Several members of the Bucs were held out of today’s practice, including safety Will Allen (fractured thumb), who was wearing a cast, defensive end Charles Benett (hamstring), offensive tackles Kenyatta Walker (knee) and Torrin Tucker (knee), nose tackle Chris Hovan (rest) and wide receiver David Boston (rest).

Running back Michael Pittman (tooth) and tight end Alex Smith (hamstring) returned to practice this morning and participated fully in all periods.

After stretching and calisthenics, the offensive line, tight ends and quarterbacks raced to the seven-man blocking sled to work out in front of the crowd this morning. Offensive line coach Bill Muir and head coach Jon Gruden wanted the unit to get to the line quickly, call the play quickly and fire off the ball as soon as it was snapped.
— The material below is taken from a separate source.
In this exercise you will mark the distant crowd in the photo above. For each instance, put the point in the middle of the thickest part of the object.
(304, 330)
Muir and Gruden were furious when an unidentified lineman got out of his stance too soon and was flagged for a false start.

“You’ve got to concentrate!” Gruden screamed. “Have some poise and some confidence in what we are doing.”

I spent the first part of practice watching the skeleton passing drills, which means that there was no defensive players present. In the training camp practices I have watched this year, the execution of the wide receivers today was probably the best it has been since camp began on July 28. The receivers were running crisp routes and catching every pass. In the skeleton period, not one pass hit the ground that I could see.

The quarterbacks, especially Chris Simms, were also dead on. Simms was in a zone during the skeleton period, and that carried over into 1-on-1’s and the 7-on-7 drills.

The Bucs were installing the plays and formations during the skeleton period for use in 11-on-11 drills, and even mixed in the “Rocket” backfield of Cadillac Williams and Michael Pittman. The “Rocket” personnel grouping consists of two halfbacks, one tight end and two receivers.

Simms and the quarterbacks spent part of the skeleton period working on audibles and hand signals with the wide receivers.

Edell Shepherd made some great catches in individual, 1-on-1, 7-on-7 and 11-on-11 periods. His concentration level was off the charts and he had a sensational practice. Michael Clayton was also quite today in terms of running routes and catching the ball. It seemed as if Tampa Bay’s quarterbacks and wide receivers were feeding off each other this morning. The more catches they made, the more accurate the quarterbacks became.

In 1-on-1’s, Shepherd made a great, full-extension sideline grab in front of cornerback Ronde Barber, which prompted receivers coach Richard Mann to say, “Like Fred Astaire, Edell!” after Shepherd just got his feet down in bounds.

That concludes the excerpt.